Perl Module 2:  Perl’s Control Structures and Regular Expressions
by K. Yue (copyright 2000)
Revised Sepember 1, 2000

Operators and Comparators

Operator Meaning
** Exponentiation
**= Exponentiation assignment
() Null list
. String concatenation
.= String concatentation assignment
eq, ne, ge, gt, le, lt String comparison
x String repetition
.. Range
-f, -x, -d, etc Unary file test operators.  Perl has the ability of testing various file settings.

Control Structures

Example:

""         # false
"0"        # false
"00"       # true
$n - $n    # "0": false
undef      # undef (undefined) is converted to "": false.

unless (some-condition)
{  action;
}

is equivalent to

if (! some-condition)
{  action;
}

Example:

DAILY_WORK:
while (1)
{  while (! &time_up_for_the_day)
   {  last if &boss_let_go_early;
      last DAILY_WORK if &win_lottery;
      &work_a_while;
      redo if &overtime_not_over;
   }  continue
   {  &play_a_game_secretly_to_relax;
   }
}

Example:

&work unless &too_tired;
&work if &having_fun;
&work until &too_tired;
&work while &having_fun;

for (stmt_1; stmt_2; stmt_3)
{  stmt_4;
}

is equivalent to:

stmt_1;
while (stmt_2)
{  stmt_4;
        Stmt_3;
}

foreach $num (@num_list)
{  print "$num\n";
}

Note: The variable $num is set to the value of the element of @num_list in turn.

Example:

foreach $num (@num_list)
{  print "$num\n";
}

is the same as the followings:

foreach (@num_list)
{  print "$_\n";
}

or

foreach (@num_list)
{  print;
   print "\n";
}

Example:

do
{  &i_like_it_this_way;
   print "interesting stuff\n";
}

do
{  &work;
}  until &tired;

Example:

if (&error) { die "ay-ya-ya\n"; }
die "ay-ya-ya\n" if &error;
&error && die "ay-ya-ya\n";

unless (&kiss_me) { &leave_me; }
&leave_me unless &kiss_me;
&kiss_me || &leave_me;

Exercise 1:

Consider the C's statement:

switch (ch)
{  case 'a': a_ct++; break;
   case 'e': e_ct++; break;
   case 'I': i_ct++; break;
   case 'o': o_ct++; break;
   case 'u': u_ct++; break;
   default : other_ct++; break;
}

Implement the same statement in Perl in two ways.

Regular Expressions

Example:

if (/good/)
{  print;
}

# if $_ contains the pattern "good", then $_ is printed.

Note:

  1. A pattern is enclosed by two forward slashes (/).
  2. The string the pattern matched to is $_, unless specified otherwise.
.         any character except \n.
[abc]     a character class: matches 'a' or 'b' or 'c'.
[a-zA-Z]  a character class: matches any letter.
[^abc]    negation of a character class: matches
          any characters except 'a', 'b' or 'c'. \n     newline
\r     carriage return
\t     tab
\f     formfeed
\d     a digit: [0-9]
\D     a non-digit: [^0-9]
\w     an alphanumeric: [0-9a-zA-Z_]
\W     a non-alphanumeric: [^0-9a-zA-Z_]
\s     a white-space: [\t\f\r\n]
\S     a non-white-space: [^\t\f\r\n]
\060   a character with the specified value: 060 ('0')

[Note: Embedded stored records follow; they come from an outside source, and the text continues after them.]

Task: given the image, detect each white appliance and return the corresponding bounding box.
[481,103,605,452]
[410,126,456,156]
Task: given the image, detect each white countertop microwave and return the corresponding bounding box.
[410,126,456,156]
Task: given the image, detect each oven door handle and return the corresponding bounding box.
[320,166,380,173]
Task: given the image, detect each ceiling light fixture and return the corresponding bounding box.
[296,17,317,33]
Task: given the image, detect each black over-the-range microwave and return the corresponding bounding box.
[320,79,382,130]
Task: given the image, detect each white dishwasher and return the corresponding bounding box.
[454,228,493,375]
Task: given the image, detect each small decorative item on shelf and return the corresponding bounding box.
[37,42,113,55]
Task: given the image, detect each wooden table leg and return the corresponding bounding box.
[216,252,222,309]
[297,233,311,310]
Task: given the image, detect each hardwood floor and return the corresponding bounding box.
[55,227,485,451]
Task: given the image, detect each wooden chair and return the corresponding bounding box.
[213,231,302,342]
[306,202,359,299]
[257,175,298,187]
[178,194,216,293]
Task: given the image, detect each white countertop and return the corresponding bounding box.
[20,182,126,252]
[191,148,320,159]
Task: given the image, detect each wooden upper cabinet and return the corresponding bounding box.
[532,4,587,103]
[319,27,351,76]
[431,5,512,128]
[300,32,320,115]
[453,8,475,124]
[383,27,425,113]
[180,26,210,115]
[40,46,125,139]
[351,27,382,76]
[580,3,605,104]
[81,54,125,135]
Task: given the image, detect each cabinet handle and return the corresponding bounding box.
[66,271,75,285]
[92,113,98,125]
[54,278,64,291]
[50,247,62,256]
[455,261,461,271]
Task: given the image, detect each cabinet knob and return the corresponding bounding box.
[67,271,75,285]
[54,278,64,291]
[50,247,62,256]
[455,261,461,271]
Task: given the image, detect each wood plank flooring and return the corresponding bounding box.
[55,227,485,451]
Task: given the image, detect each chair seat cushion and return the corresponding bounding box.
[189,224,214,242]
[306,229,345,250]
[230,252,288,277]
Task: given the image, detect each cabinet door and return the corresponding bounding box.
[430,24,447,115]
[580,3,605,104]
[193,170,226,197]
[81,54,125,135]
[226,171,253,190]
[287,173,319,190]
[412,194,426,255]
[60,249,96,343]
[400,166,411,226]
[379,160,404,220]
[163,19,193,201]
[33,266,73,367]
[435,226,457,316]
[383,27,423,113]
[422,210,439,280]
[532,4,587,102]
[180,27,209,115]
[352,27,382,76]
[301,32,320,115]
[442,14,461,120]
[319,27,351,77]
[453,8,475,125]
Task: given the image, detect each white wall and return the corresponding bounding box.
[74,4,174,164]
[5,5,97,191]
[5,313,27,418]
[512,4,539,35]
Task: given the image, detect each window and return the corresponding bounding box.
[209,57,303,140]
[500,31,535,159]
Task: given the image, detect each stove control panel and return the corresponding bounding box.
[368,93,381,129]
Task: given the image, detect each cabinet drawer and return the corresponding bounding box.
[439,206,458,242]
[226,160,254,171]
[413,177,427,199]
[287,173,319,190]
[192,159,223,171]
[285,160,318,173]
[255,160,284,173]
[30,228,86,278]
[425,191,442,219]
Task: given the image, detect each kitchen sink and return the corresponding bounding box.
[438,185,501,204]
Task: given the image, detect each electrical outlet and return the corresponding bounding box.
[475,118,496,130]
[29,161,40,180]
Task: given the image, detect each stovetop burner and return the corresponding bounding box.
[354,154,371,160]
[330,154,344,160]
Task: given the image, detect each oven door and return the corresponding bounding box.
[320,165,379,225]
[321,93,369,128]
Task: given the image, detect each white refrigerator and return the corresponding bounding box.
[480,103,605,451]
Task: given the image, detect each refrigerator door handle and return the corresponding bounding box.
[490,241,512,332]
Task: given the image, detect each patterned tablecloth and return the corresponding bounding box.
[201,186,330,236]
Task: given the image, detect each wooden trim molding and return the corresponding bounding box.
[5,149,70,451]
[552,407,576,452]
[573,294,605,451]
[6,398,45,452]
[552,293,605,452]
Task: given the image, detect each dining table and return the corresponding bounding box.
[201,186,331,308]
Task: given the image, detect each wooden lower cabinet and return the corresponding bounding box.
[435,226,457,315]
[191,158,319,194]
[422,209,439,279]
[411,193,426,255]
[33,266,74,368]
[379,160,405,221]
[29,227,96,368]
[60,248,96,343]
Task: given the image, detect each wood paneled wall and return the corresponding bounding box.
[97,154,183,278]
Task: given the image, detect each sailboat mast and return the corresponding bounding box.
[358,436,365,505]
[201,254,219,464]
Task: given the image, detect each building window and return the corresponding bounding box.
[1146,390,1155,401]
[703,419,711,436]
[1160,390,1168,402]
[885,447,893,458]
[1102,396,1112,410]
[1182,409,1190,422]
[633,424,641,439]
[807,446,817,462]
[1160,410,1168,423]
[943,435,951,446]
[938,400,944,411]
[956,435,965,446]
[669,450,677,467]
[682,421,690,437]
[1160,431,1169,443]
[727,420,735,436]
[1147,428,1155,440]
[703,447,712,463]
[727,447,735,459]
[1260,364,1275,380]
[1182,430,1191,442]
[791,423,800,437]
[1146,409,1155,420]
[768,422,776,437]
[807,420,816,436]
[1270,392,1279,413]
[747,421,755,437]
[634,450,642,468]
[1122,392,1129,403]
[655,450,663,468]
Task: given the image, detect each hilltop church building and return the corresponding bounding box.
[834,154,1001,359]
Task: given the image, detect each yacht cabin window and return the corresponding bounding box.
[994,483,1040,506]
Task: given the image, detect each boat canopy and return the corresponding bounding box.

Most other backlashed characters match themselves.

Exercise 2:

Find the single character pattern that matches the following description.

(a) all vowels,
(b) all non-vowels,
(c) all characters except lower case letters (other than 'a' to 'z'),
(d) the backspace character,
(e) carriage return or form feed,
(f) the character ^,
(g) any character in my name ("kwok-bun Yue").

Grouping Patterns Example

/ab1/         matches “ab1"
/a[aeiou]c/   matches “aac”, “aec”, “aic”, “aoc” and “auc”
/a.a/         matches an “a”, follows by any character
              and then another “a”.

*      0 or more times.
+      1 or more times.
?      0 or 1 times (i.e., optional)
{5}    exactly 5 times
{3,}   3 or more times
{2,6}  2 to 6 times Example:

/xy{2,4}/   matches “xyy”, “xyyy” and “xyyyy”
/x+y*x+/    matches one or more ‘x’, follows by 0
            or more “y”, follows by 1 or more “x”.
/abc|ace/   matches “abc” or “ace”
/[abc]{4}/  matches a string of 4 characters
            of ‘a’, ‘b’ or ‘c’.

Example:

Consider the string “abccccbaccccba”.

The pattern

/a.*ba/     matches the entire string,
            not “abccccba”.
/a.*ba.*/   matches the entire string;
            with the first “.*”
            matching “bccccbacccc”.

Example:

/(.)a\1/    matches “aaa”, “bab”, “xax”, “5a5",
            etc., but not “5a6", etc.
/(.*)a\1/   matches “abaab”, “a”, “cidacid”, etc.
/([abc])x([de])y\2x\1/
            matches “axdydxa”, etc.

^    matches the beginning of a string.
$    matches the end of a string.
\b   matches on word boundary (i.e., between \w
     and \W, or \w and string’s start or end.)
\B   matches on non-word boundary.

Example:

/\bair\b/  matches “ air&”, “+air+”, “air”, etc,
           but not “hair”, “airs”, etc.
/\bair\B/  matches “airs”, “+airing”, etc,
           but not “air&”, “+air”, “air”, etc.
/^air/     matches “air”, “airs”, etc, but not “hair”.
/^air$/    matches “air” only.
 

  1. Parenthesis (): highest
  2. Multipliers: +, *, ?, {m,n}
  3. Sequence and anchoring: abc, ^, $, \b, \B.
  4. Alternation: |.
Example:

/a|bc*/  is equivalent to /(a)|((b)(c*))/

Exercise 3:

Give the Perl’s pattern for the following matching:

(a) either “abcde” or “edcba”.
(b) at least two b followed by at least seven c.
(c) any number of *, followed by any number of $, followed by any number of +.
(d) a ^ at the beginning of a string, followed by three to four a.
(e) any ten characters, including newline, just before the end of the string.
(f) any string with the same word in a row for two or more times.  A word is defined as a sequence of alphanumeric or '_', enclosed by white spaces or beginning or end of a string.

Example:

if (/life is (.*)\./)
{  print $1;
}

if (@s = /love is (.*) and hatred is (.*)\./)
{  print "$s[0], not $s[1]";

}

#  print all lines in the file example.dat that contain "[n]",
# where n is given by the user.
print "what is the index"?"
$index = <STDIN>;
chop($index);
open(IN,"example.dat");
while (<IN>)
{  if (/\[$index\]/)
   {  print;
   }
}

The pattern /yue/i matches "yue", "YUE", "yUe", etc.

Exercise 4:

Write a Perl program to read in a file "a.a" and prints out all lines that contain the characters ‘a’, ‘c’, ‘e’  and ‘g’.

Matching Operators

Example:  The following pattern matchings are the same.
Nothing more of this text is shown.